In order to treat painful subluxation or dislocation secondary to cerebral palsy, 11 patients (12 hips) underwent combined femoral and Chiari pelvic osteotomies with additional soft-tissue releases at a mean age of 14.1 years (9.1 to 17.8). Relief of pain, improvement in movement of the hip, and in sitting posture, and ease of perineal care were recorded in all, and were maintained at a mean follow-up of 13.1 years (8 to 17.5). The improvement in general mobility was marginal, but those who were able to walk benefited the most. The radiological measurements made before operation were modified afterwards to use the lateral margin of the neoacetabulum produced by the pelvic osteotomy. The radiological migration index improved from a mean of 80.6% (61% to 100%) to 13.7% (0% to 33%) (p < 0.0001). The mean changes in centre edge angle and Sharp's angle were 72 degrees (56 degrees to 87 degrees; p < 0.0001) and 12.3 degrees (9 degrees to 15.6 degrees; p < 0.0001), respectively. Radiological evidence of progressive arthritic change was seen in one hip, in which only a partial reduction had been achieved, and there was early narrowing of the joint space in another. Painless heterotopic ossification was observed in one patient with athetoid quadriplegia. In seven hips the lateral Kawamura approach, elevating the greater trochanter, provided exposure for both osteotomies and allowed the construction of a dome-shaped iliac osteotomy, while protecting the sciatic nerve.

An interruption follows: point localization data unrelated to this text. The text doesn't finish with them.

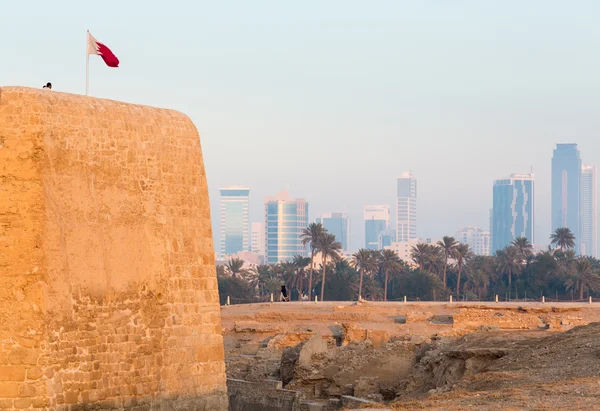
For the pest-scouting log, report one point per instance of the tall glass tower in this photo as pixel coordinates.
(337, 224)
(377, 220)
(513, 211)
(566, 181)
(234, 220)
(588, 244)
(406, 207)
(285, 217)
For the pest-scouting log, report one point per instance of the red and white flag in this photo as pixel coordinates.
(95, 47)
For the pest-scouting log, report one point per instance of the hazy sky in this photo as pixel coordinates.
(334, 99)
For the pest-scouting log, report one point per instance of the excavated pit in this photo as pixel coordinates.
(395, 354)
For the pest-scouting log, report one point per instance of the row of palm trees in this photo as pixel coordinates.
(434, 271)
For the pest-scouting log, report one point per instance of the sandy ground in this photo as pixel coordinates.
(550, 359)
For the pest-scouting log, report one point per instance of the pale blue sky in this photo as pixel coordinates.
(336, 98)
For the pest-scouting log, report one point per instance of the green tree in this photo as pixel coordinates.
(329, 250)
(342, 283)
(421, 255)
(509, 262)
(364, 262)
(585, 276)
(523, 246)
(311, 235)
(563, 238)
(461, 254)
(448, 244)
(388, 261)
(234, 265)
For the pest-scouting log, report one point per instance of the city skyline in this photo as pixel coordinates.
(406, 207)
(285, 218)
(234, 225)
(589, 211)
(325, 86)
(513, 210)
(512, 214)
(566, 185)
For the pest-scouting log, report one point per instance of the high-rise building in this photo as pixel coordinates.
(566, 183)
(337, 224)
(588, 244)
(513, 211)
(285, 217)
(406, 208)
(234, 220)
(386, 238)
(258, 238)
(377, 220)
(477, 239)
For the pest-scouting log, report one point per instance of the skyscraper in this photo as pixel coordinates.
(477, 239)
(337, 224)
(588, 244)
(258, 238)
(377, 220)
(566, 180)
(406, 208)
(234, 220)
(513, 211)
(285, 217)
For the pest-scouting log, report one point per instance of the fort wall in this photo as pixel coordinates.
(108, 291)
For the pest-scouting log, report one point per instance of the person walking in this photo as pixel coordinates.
(283, 296)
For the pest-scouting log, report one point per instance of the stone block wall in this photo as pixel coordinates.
(108, 292)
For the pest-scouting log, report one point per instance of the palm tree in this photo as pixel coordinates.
(364, 262)
(585, 276)
(388, 261)
(300, 263)
(563, 238)
(310, 236)
(509, 262)
(329, 249)
(448, 244)
(523, 246)
(461, 254)
(234, 265)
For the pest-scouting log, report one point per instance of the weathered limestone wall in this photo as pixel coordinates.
(108, 292)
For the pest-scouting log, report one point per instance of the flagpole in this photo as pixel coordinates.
(87, 63)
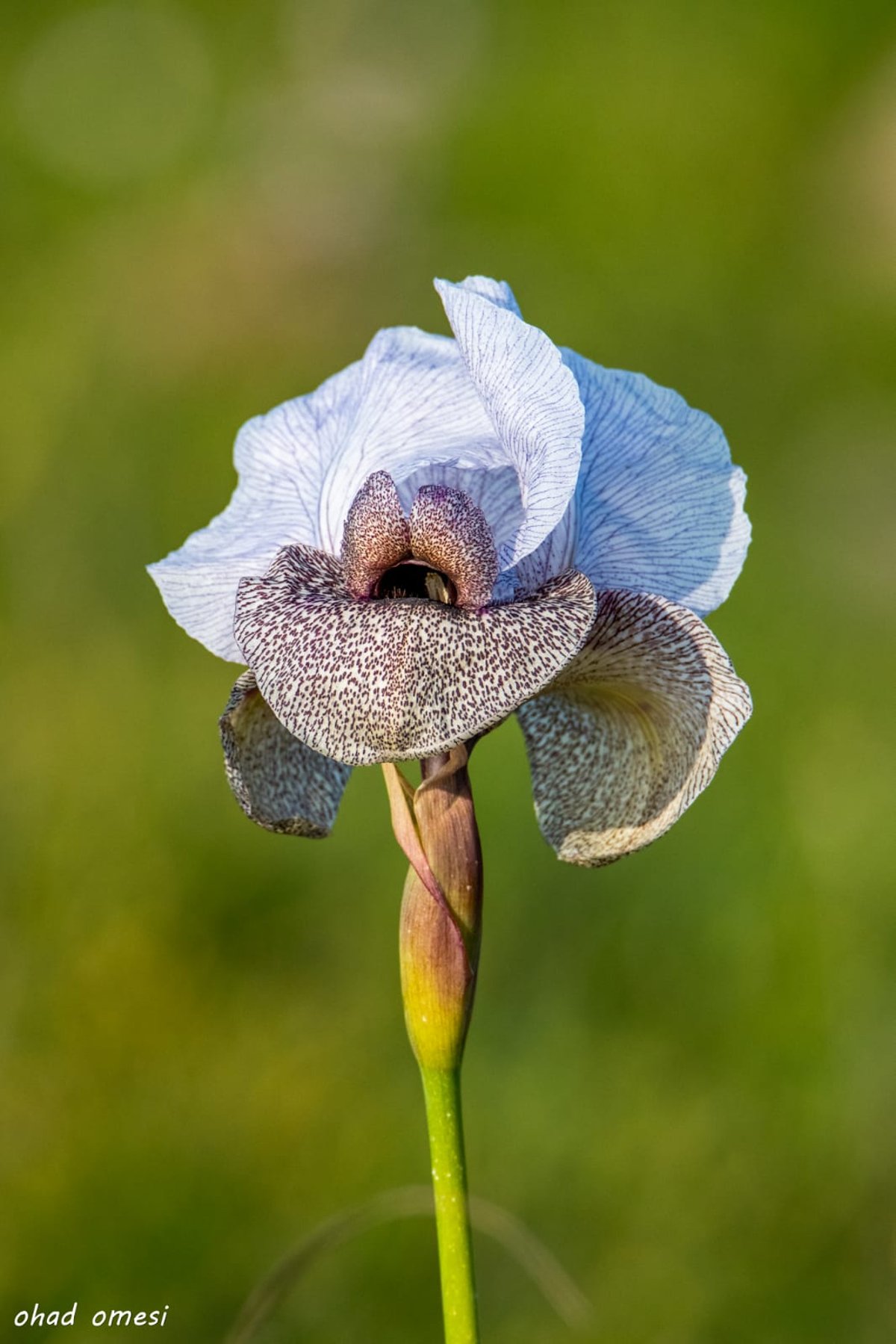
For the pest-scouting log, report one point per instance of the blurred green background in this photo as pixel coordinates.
(682, 1069)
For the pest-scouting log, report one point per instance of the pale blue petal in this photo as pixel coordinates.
(408, 403)
(415, 407)
(496, 291)
(659, 504)
(531, 397)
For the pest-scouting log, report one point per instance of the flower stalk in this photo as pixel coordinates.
(440, 947)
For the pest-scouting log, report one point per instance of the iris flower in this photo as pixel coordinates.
(453, 530)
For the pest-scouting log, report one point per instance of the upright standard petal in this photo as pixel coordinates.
(531, 397)
(635, 728)
(659, 507)
(279, 781)
(396, 679)
(408, 406)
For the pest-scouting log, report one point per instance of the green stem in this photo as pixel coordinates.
(442, 1093)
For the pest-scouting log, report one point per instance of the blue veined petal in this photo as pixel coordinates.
(408, 403)
(660, 506)
(531, 397)
(281, 460)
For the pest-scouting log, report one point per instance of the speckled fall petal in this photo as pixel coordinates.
(633, 730)
(277, 780)
(398, 679)
(449, 531)
(376, 534)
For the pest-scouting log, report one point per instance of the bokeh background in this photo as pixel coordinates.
(682, 1069)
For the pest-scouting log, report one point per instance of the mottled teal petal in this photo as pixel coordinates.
(279, 781)
(633, 730)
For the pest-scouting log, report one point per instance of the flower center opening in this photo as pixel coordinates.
(415, 578)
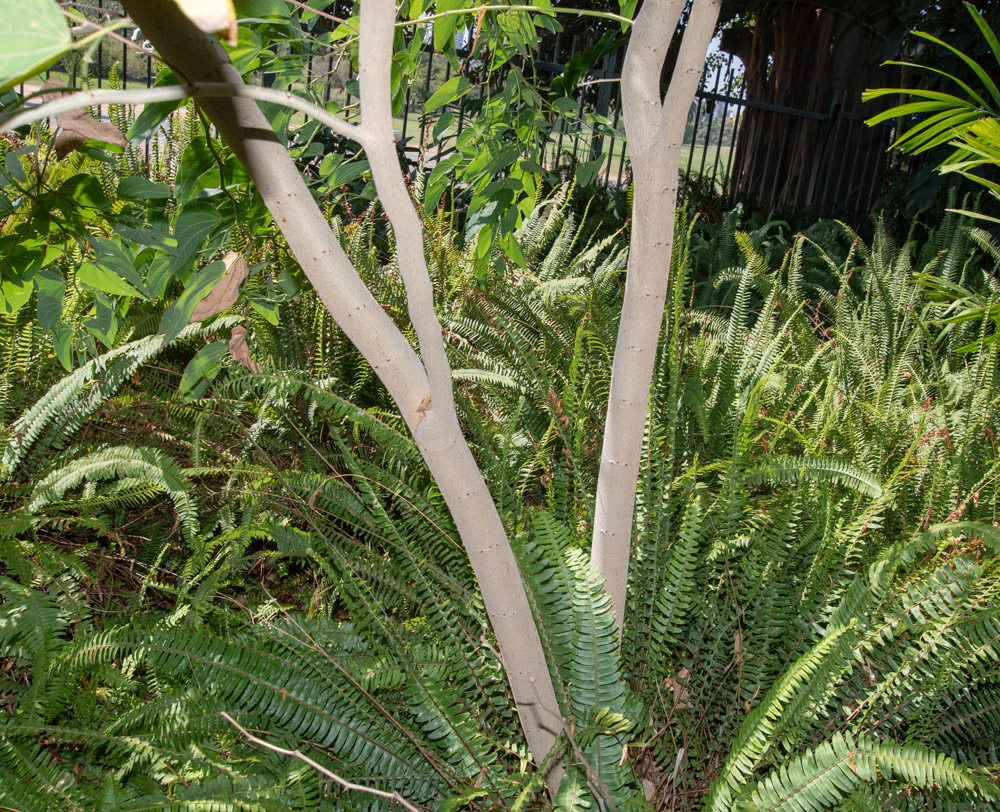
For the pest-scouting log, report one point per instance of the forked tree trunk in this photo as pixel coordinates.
(654, 129)
(420, 385)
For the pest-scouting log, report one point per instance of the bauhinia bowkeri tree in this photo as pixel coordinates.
(420, 381)
(654, 128)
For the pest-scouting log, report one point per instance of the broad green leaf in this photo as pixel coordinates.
(453, 89)
(85, 190)
(114, 255)
(337, 175)
(17, 273)
(14, 294)
(198, 287)
(136, 188)
(266, 309)
(33, 36)
(195, 222)
(245, 55)
(158, 275)
(101, 277)
(51, 286)
(203, 368)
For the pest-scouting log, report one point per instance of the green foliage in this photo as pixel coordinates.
(968, 122)
(812, 617)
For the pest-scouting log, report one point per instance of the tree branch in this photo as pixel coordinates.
(393, 796)
(12, 119)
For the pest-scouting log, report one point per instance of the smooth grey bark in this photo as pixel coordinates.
(654, 131)
(420, 385)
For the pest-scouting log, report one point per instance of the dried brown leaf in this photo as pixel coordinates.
(239, 351)
(224, 294)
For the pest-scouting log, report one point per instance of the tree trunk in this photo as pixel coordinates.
(654, 129)
(803, 140)
(420, 385)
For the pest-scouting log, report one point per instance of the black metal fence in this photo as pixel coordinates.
(710, 161)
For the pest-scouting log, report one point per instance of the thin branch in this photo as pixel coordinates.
(549, 12)
(88, 98)
(394, 796)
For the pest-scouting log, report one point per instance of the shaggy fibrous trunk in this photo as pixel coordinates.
(654, 128)
(420, 384)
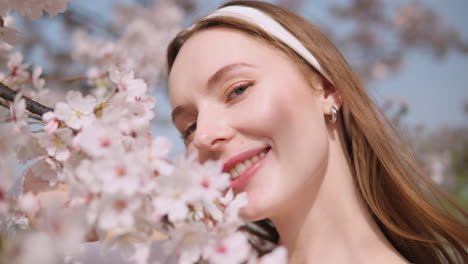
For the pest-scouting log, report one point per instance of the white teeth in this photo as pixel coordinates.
(233, 172)
(241, 167)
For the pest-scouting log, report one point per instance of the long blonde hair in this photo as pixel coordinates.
(409, 208)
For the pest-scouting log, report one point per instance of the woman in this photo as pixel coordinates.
(261, 89)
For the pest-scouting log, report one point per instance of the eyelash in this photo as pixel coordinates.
(244, 84)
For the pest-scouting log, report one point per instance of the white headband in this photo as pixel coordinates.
(271, 26)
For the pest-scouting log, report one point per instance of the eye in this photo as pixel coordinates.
(237, 90)
(189, 130)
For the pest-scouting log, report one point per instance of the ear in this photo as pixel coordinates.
(330, 97)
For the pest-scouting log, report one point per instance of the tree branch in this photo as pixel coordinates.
(32, 106)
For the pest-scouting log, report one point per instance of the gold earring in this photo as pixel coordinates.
(334, 116)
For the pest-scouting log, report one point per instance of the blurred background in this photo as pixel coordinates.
(412, 56)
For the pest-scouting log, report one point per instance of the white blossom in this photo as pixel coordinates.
(57, 144)
(78, 111)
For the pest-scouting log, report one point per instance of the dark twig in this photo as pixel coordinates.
(32, 106)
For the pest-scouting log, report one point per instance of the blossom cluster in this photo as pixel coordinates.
(91, 170)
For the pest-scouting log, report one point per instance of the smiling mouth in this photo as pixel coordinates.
(239, 164)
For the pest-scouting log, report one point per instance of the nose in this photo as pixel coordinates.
(212, 134)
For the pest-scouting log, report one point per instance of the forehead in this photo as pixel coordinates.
(209, 50)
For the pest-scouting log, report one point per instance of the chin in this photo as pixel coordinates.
(255, 210)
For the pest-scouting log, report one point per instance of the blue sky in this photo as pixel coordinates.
(435, 89)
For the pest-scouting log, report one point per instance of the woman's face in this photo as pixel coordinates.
(238, 100)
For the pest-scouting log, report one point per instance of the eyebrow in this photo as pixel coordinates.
(212, 81)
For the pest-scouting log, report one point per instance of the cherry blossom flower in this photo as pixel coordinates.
(98, 140)
(57, 144)
(18, 113)
(126, 82)
(37, 81)
(78, 111)
(117, 213)
(17, 69)
(52, 122)
(9, 35)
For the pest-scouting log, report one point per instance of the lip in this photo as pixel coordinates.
(241, 157)
(242, 180)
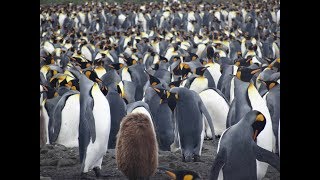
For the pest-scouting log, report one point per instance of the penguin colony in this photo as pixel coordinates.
(163, 76)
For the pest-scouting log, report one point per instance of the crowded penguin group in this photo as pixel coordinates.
(163, 76)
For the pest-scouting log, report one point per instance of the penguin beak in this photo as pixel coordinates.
(98, 80)
(255, 71)
(171, 174)
(44, 88)
(255, 135)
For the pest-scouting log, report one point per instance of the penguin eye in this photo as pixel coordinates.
(260, 117)
(188, 177)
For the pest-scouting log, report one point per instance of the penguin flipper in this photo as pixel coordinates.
(90, 119)
(217, 164)
(57, 114)
(231, 113)
(267, 157)
(204, 111)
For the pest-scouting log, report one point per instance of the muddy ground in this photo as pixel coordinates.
(59, 162)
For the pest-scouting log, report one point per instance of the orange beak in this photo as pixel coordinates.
(255, 135)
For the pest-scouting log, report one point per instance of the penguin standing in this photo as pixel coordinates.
(188, 108)
(163, 121)
(218, 108)
(94, 127)
(238, 151)
(118, 111)
(272, 98)
(136, 148)
(201, 82)
(66, 115)
(247, 98)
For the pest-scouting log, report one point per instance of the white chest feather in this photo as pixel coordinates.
(214, 70)
(86, 53)
(265, 138)
(125, 74)
(70, 116)
(143, 111)
(199, 84)
(231, 90)
(218, 109)
(101, 113)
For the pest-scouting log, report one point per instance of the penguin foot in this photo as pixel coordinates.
(98, 173)
(86, 176)
(196, 158)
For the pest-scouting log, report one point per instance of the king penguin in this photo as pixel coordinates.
(66, 116)
(238, 152)
(218, 108)
(188, 108)
(118, 111)
(247, 98)
(163, 121)
(94, 127)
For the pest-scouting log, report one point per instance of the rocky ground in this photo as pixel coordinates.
(59, 162)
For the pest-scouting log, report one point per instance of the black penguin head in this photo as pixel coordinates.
(244, 62)
(210, 52)
(130, 61)
(176, 83)
(92, 75)
(270, 84)
(172, 100)
(258, 125)
(245, 74)
(116, 66)
(162, 93)
(200, 70)
(153, 80)
(193, 56)
(183, 175)
(185, 69)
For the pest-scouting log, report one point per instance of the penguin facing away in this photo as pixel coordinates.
(94, 127)
(188, 108)
(238, 151)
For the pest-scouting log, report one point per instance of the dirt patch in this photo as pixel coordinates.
(59, 162)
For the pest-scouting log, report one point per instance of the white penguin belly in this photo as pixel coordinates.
(125, 74)
(202, 137)
(214, 70)
(101, 113)
(100, 72)
(70, 116)
(265, 138)
(218, 109)
(143, 111)
(199, 84)
(231, 90)
(46, 120)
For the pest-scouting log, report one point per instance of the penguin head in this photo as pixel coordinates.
(183, 174)
(153, 80)
(258, 124)
(173, 97)
(92, 75)
(185, 69)
(200, 70)
(176, 83)
(244, 62)
(245, 74)
(116, 66)
(130, 61)
(162, 93)
(269, 84)
(193, 56)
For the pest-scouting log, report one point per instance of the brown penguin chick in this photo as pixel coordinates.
(136, 147)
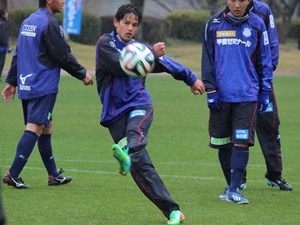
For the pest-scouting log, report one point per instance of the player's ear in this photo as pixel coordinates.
(115, 22)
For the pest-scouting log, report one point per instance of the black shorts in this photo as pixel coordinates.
(233, 124)
(39, 110)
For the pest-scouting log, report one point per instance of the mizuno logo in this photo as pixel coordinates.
(216, 20)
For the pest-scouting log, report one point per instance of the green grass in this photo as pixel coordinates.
(178, 145)
(187, 53)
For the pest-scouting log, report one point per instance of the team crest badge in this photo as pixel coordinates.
(247, 32)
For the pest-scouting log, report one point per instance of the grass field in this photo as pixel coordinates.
(178, 145)
(187, 53)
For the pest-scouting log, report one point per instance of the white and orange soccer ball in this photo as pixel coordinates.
(137, 60)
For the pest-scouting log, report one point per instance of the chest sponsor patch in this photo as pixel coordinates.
(226, 33)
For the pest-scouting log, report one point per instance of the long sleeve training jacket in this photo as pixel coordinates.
(118, 92)
(264, 12)
(41, 52)
(3, 35)
(236, 57)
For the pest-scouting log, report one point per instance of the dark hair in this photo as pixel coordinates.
(42, 3)
(128, 8)
(2, 12)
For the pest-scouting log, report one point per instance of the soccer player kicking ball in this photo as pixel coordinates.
(127, 109)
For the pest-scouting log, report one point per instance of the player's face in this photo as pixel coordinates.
(55, 6)
(127, 27)
(238, 7)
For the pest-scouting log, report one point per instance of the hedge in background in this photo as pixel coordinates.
(188, 25)
(90, 25)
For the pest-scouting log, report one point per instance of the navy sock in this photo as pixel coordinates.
(239, 161)
(24, 149)
(45, 149)
(224, 158)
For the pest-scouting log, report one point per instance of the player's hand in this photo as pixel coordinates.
(198, 87)
(8, 92)
(160, 48)
(88, 80)
(8, 49)
(263, 101)
(213, 100)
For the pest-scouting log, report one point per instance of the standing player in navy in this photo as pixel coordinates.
(4, 46)
(127, 108)
(237, 73)
(267, 127)
(35, 70)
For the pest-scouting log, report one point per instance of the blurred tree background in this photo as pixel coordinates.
(286, 12)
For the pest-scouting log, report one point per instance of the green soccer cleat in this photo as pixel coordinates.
(123, 159)
(176, 217)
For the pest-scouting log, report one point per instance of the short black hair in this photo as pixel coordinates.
(128, 8)
(42, 3)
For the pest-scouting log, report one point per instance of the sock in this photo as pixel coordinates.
(239, 161)
(45, 149)
(24, 149)
(224, 158)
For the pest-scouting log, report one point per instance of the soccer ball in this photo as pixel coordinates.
(137, 60)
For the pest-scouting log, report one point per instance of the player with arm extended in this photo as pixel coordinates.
(237, 73)
(267, 126)
(35, 70)
(127, 109)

为治疗继发于脑瘫的疼痛性半脱位或脱位,11例患者(12髋)接受了股骨和Chiari骨盆联合截骨术,并附加软组织松解术,平均年龄为14.1岁(9.1至17.8岁)。记录了所有患者的疼痛缓解情况、髋关节活动改善情况、坐姿改善情况以及会阴护理的便利性,并且在平均13.1年(8至17.5年)的随访中得以维持。总体活动能力的改善很有限,但能够行走的患者受益最大。术前进行的放射学测量在术后进行了修正,以使用骨盆截骨术产生的新髋臼的外侧边缘。放射学移位指数从平均80.6%(61%至100%)改善至13.7%(0%至33%)(p<0.0001)。中心边缘角和夏普角的平均变化分别为72度(56度至87度;p<0.0001)和12.3度(9度至15.6度;p<0.0001)。在1例仅实现部分复位的髋关节中可见进行性关节炎改变的放射学证据,在另1例中可见关节间隙早期变窄。在1例手足徐动型四肢瘫痪患者中观察到无痛性异位骨化。在7髋中,采用外侧川村入路,抬高大转子,为两处截骨术提供了暴露,并允许构建穹顶形髂骨截骨术,同时保护坐骨神经。